Ray Serve only allows one HTTP server per Ray cluster. When you call serve.start() a second time with a different port, it does not create a new HTTP server—it simply connects to the existing Ray Serve instance, which is already using the first HTTP port.
So there’s a few different ways you can get around resolving this.
Option 1: Run Each Deployment on a Separate Ray Cluster
Since HTTP configuration is cluster-scoped, you need to run each application in a separate Ray cluster to have different HTTP ports. Example:
# Start first Ray cluster
ray start --head --port=6379
# Deploy first application
serve.start(http_options={"host": "0.0.0.0", "port": os.environ.get("HTTP_PORT")})
# Start second Ray cluster on a different port
ray start --head --port=6380
# Deploy second application
serve.start(http_options={"host": "0.0.0.0", "port": os.environ.get("HTTP_PORT_2")})
Each deployment runs independently on its own Ray cluster, allowing different ports.
Option 2: Use Ray Serve Multi-Application Support
If running multiple clusters is not feasible, you can deploy multiple applications on the same Serve instance using Serve Deployments.
Define multiple apps in a Serve config YAML
Deploy it (you can read our docs to see how to do this specifically, I will link it below)
Instead of different ports, each application gets a different route name (e.g., /app1 and /app2).
Option 3: Reverse Proxy
If you must use the same Ray cluster, but different external ports, you can use a reverse proxy like NGINX to map requests to different Serve applications.
I can try to explain what the different functions do.
ray.init(): This is basically letting your script know it needs to connect to an existing Ray cluster. If you don’t provide specific details, it’ll try to start a local Ray cluster. This is necessary before you can use any Ray functionalities, including Ray Serve.
serve.start(): This kicks off Ray Serve in your cluster. It reads your HTTP options (but in your case, since it’s multi-app mode, it cares more about route prefixes). You only need to call this once per cluster session.

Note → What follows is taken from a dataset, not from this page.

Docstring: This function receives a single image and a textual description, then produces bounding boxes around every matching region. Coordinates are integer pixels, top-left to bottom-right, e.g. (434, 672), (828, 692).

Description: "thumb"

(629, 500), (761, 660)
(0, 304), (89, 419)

serve.run(): This is where you actually set your deployments live, using any configurations you’ve set up, like your app names and routes. If you set blocking=True , the function will block the terminal, which is useful for development and debugging as it streams logs to the console. However, for running multiple applications or scripts, you might want to run it in a non-blocking mode or in the background.
There’s a few deployment workflows too.
Single Application: If you are running a single application, you can use serve.run() with blocking=True to keep the terminal open for logs and debugging.
Multiple Applications: Since you have multiple scripts (file1.py and file2.py ), you should consider running serve.run() in a non-blocking mode or in the background. This can be done by using & in the terminal to run the command in the background or by setting blocking=False if you are using a script. (By running the scripts in the background, you can manage multiple applications more effectively.) Ensure that each application has a unique route_prefix to avoid conflicts.
Essentially, you can try starting each Python script using a non-blocking approach if they need to run concurrently. If you don’t want to use blocking=True, you could devise a way to keep the process running after deployment without blocking the terminal, with proper process management.